Call drops, Jayalalithaa disproportionate assets cases to come up today3 min read . Updated: 17 Mar 2016, 10:25 AM IST
SC will continue the hearing in the case to decide who was to blame for the issue of call drops
New Delhi: Matters of policy on penalty on call drops, ban on certain medicines, export of crude and mining in Odisha will continue to engage the court’s time today. The disproportionate assets case against Tamil Nadu chief minister J. Jayalalithaa’s will also be heard today.
Here’s a quick look at these cases.
Call drops case
The Supreme Court will continue the hearing in the case to decide who was to blame for the issue of call drops. Advocate Kapil Sibal, who told the court that penalising telcos is a populist measure, is likely to argue through the day. Telecom service providers moved the apex court after the Delhi high court upheld the penalty imposed on them for call drops. Earlier, the Supreme Court clarified that the Telecom Regulatory Authority of India had the authority to impose a penalty for call drops, but it would decide whose responsibility call drops were. Telcos are opposing the telecom consumer regulations notified in October that said for every call drop, the service providers would pay ₹ 1 for up to three call drops each day.
Cairn India’s plea to export excess crude
The case relates to a plea by Cairn India before the Delhi high court seeking export of excess crude it extracted from its Barmer oil fields in Rajasthan. Cairn India told the court in earlier hearings that despite repeated orders by the court, Oil and Natural Gas Corp. (ONGC) had failed to clarify if it would pick up its share of the crude oil, forcing the company to sell it to domestic companies at a loss. Cairn, a Vedanta group company, has a production sharing contract (PSC) with ONGC under which it gets 70% of crude from the well while the state-owned company gets 30%. Read more
On 1 March, Cairn told the court that no permission or no-objection certificate is required from the oil ministry for it to export the surplus and that it was permitted under the foreign trade policy. The case will next be heard today.

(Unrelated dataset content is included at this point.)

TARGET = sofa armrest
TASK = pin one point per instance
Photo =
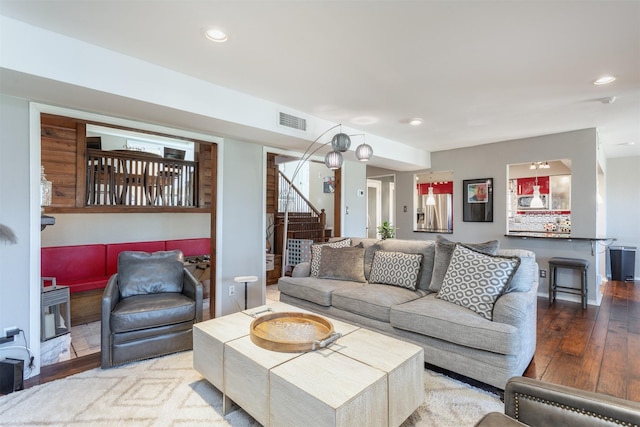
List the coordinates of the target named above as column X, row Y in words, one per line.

Wockhardt seeking stay on govt notification banning FDCs
After pharmaceutical companies like Pfizer, Abbott, MacLeods, P&G, Reckitt Benckiser and Glenmark successfully secured a stay on the government notification banning sale of fixed dose combination drugs, pharma giant Wockhardt is likely to approach the court today.
The government had banned 344 drug combinations under its notification passed on 10 March.
Jayalalithaa’s disproportionate assets case
The Supreme Court will continue hearing the final arguments on Thursday in the disproportionate assets case against Tamil Nadu chief minister J. Jayalalithaa.
The appeal is filed by the Karnataka government against her acquittal in a disproportionate assets case. Karnataka’s prosecutor B.V. Acharya is likely to conclude arguments on behalf of the government and Jayalalithaa’s defence would begin after that.
Last year, the Karnataka government approached the apex court, saying that the high court ignored clinching evidence. Jayalalithaa was convicted by a special court in Bengaluru for amassing assets disproportionate to her income when she was the Tamil Nadu CM during 1991-1996.
Odisha iron ore mining case
An important ruling is awaited by the Supreme Court on Thursday on the renewal of “deemed leases" of mines under the Mines and Minerals Act (MMDR) in a case related to mining activity in Orissa.
The apex court in 2014, through an interim ruling, had halted mining activity in 26 iron and manganese ore mines in the state. The green bench of the court had said that such leases cannot operate under the provisions of “deemed extension" under Mineral Concession Rules (MCR), 1960 unless the government passed express orders for renewal.
The court on Thursday will interpret whether the government’s silence would be deemed extension of the lease.